En même temps, la distinction susmentionnée, concernant l'élément mental, qui n'exclut pas les actions du défendeur de l'infraction de viol, a, en revanche, et comme le souligne mon collègue dans son avis (paragraphe 84), des implications pour la réduction de la peine du défendeur. À cet égard, je tiens à noter, avec la prudence nécessaire, qu'il s'agit, à mon avis, d'une circonstance atténuante qui a un poids lourd. »
A.3. Demande d'audience supplémentaire et requête auprès de la Haute Cour de Justice
- Le 6 avril 2025, le demandeur a déposé une requête pour tenir une audience supplémentaire du jugement rendu en appel, et le 21 mai 2025, le demandeur a présenté les motifs de la demande de tenue d'une audience supplémentaire comme mentionné précédemment.

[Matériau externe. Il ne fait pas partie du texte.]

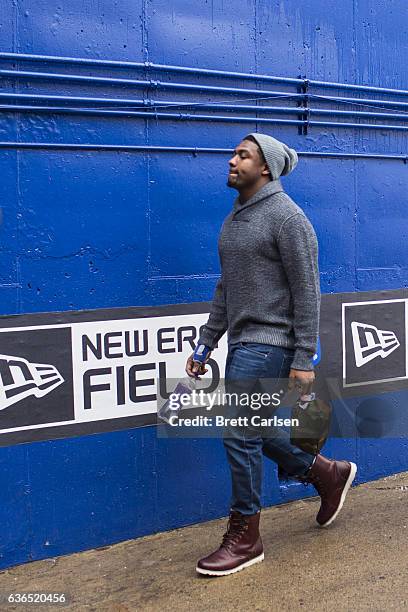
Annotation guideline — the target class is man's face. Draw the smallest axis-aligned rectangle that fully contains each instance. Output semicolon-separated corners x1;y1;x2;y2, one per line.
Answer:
227;140;269;190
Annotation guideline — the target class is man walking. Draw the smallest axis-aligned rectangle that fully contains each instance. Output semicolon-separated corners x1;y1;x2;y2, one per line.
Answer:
186;133;357;576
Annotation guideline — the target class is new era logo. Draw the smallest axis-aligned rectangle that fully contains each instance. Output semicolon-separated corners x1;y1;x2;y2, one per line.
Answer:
342;299;407;387
0;355;64;410
351;321;400;368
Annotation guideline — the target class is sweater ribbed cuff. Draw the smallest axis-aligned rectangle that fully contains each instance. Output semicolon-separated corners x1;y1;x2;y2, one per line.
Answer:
197;328;217;350
290;348;314;371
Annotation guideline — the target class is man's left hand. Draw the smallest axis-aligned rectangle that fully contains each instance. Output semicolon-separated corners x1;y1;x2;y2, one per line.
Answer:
288;369;315;395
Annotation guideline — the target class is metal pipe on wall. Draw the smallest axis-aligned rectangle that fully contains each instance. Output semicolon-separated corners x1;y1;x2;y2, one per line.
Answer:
0;105;408;131
0;142;408;164
0;70;408;108
0;52;408;96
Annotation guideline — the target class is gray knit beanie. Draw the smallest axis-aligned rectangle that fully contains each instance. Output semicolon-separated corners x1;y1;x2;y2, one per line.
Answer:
243;133;298;180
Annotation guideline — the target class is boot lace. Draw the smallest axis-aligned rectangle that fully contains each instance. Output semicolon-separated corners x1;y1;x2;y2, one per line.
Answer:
221;516;248;548
303;474;327;499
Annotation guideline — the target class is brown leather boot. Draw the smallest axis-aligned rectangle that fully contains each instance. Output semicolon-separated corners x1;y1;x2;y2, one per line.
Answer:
302;455;357;527
196;510;264;576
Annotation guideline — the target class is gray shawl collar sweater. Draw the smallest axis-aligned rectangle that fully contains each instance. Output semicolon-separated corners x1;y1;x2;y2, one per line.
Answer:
199;179;320;370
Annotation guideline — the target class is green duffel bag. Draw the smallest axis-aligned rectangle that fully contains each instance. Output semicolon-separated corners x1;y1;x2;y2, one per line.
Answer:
290;393;331;455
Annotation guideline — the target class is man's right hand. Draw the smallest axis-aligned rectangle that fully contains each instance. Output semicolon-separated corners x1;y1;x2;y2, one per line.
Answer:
186;353;211;378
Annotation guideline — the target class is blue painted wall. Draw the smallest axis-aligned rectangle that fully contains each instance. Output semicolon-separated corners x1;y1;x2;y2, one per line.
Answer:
0;0;408;567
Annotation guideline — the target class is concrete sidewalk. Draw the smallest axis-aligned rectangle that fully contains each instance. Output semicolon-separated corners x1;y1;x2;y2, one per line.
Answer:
0;472;408;612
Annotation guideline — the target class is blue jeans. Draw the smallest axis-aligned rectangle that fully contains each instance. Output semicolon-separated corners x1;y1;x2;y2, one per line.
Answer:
223;342;314;514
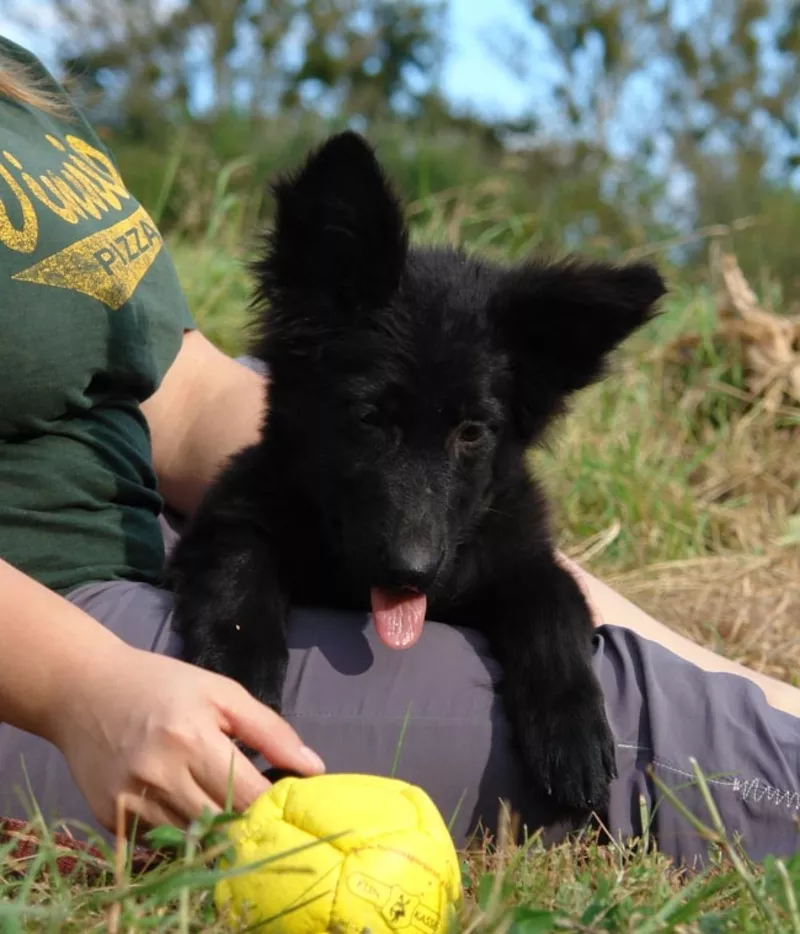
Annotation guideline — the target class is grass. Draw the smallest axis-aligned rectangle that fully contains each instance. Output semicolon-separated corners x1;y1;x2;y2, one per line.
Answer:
0;179;800;934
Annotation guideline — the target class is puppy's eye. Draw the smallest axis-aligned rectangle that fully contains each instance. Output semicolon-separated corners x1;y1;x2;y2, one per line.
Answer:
358;405;381;428
456;422;489;447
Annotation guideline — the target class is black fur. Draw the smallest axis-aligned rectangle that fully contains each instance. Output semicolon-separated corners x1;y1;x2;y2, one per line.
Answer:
171;133;665;820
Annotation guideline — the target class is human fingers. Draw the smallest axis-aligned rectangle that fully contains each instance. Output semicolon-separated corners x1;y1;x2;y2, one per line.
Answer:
220;682;325;775
190;732;270;811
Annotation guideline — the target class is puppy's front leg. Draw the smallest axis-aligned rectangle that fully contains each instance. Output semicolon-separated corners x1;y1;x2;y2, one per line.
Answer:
493;557;616;823
170;515;289;712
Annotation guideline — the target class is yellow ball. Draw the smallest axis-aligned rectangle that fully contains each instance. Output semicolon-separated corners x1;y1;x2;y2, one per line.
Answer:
215;774;461;934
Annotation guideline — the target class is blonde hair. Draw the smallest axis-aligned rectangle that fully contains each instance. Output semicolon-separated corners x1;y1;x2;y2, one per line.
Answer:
0;56;72;117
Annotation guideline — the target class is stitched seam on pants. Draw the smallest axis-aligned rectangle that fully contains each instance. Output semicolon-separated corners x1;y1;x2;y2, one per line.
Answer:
653;757;800;812
733;778;800;812
284;710;490;724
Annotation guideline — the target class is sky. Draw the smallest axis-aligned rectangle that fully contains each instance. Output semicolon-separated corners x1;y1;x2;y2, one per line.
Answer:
2;0;535;118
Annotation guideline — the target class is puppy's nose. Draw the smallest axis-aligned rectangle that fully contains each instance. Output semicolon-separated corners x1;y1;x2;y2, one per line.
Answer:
388;542;442;590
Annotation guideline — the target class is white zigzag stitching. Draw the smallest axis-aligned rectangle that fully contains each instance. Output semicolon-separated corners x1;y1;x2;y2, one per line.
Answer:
733;778;800;811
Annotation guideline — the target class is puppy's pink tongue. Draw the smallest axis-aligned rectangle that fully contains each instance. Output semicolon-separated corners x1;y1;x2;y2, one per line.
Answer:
370;587;428;649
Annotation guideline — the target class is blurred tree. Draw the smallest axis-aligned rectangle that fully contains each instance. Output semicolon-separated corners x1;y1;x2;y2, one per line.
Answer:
4;0;447;136
502;0;800;232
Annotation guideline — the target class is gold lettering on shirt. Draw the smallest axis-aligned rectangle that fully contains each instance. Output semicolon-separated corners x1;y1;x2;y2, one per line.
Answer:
0;152;39;253
0;134;132;253
12;207;163;310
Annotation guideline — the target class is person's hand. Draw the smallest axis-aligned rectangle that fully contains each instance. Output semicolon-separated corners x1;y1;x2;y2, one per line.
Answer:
556;551;605;629
43;643;324;830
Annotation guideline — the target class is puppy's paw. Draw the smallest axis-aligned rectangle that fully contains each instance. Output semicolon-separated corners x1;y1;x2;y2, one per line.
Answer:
518;690;617;824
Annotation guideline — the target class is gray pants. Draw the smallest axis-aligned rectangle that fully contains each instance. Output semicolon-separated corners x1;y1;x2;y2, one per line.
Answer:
0;361;800;864
0;540;800;863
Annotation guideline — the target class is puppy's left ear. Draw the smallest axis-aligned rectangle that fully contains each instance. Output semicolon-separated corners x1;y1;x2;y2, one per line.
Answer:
490;258;667;436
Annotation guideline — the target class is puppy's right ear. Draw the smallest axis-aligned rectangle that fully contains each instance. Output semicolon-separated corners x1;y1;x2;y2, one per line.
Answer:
254;131;407;315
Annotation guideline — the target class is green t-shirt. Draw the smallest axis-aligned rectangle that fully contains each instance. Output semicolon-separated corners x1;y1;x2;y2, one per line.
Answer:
0;37;194;593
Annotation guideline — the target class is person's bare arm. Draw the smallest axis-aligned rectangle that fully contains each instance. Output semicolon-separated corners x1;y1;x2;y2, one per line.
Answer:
559;555;800;717
0;560;322;829
142;331;266;515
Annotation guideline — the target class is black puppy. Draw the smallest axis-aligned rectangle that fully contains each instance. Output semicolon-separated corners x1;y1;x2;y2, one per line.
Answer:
171;133;665;821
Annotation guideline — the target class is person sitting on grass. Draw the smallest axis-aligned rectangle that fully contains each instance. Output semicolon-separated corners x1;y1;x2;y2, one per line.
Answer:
0;39;800;862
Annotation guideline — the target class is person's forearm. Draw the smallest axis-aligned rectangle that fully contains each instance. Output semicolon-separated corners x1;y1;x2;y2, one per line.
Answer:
559;555;800;717
142;331;266;516
0;559;123;739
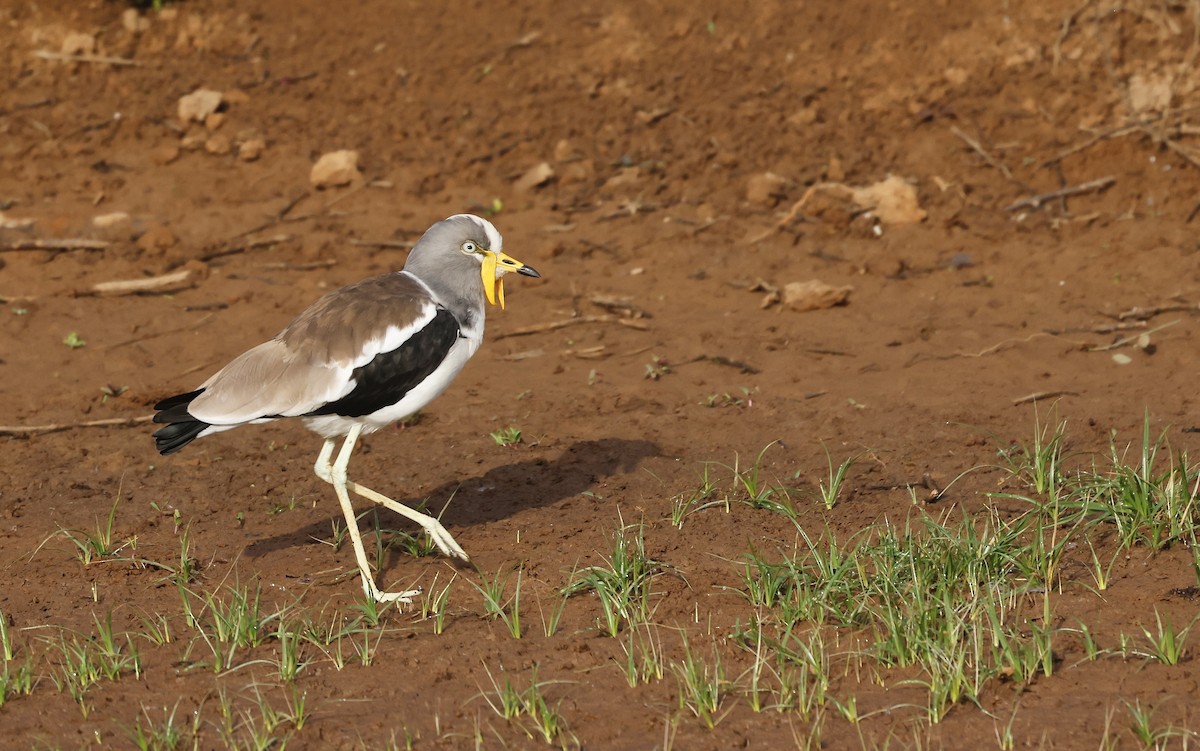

Au cœur de la requête en vue d'une audience supplémentaire se trouve l'argument selon lequel, lorsque le défendeur a annoncé qu'il retirait sa demande de condamnation du demandeur pour les infractions de viol frauduleux, ce tribunal n'avait pas compétence pour condamner le demandeur pour ces infractions. Le demandeur a décrit la position de l'intimé du 26 septembre 2024 comme la décision du défendeur de retirer l'appel, et de ce point il a soutenu que le jugement avait été rendu sans autorité. Il a également été soutenu que le demandeur s'appuyait sur la position de l'État, et qu'il n'y avait donc aucune raison de le condamner pour les infractions de viol frauduleux.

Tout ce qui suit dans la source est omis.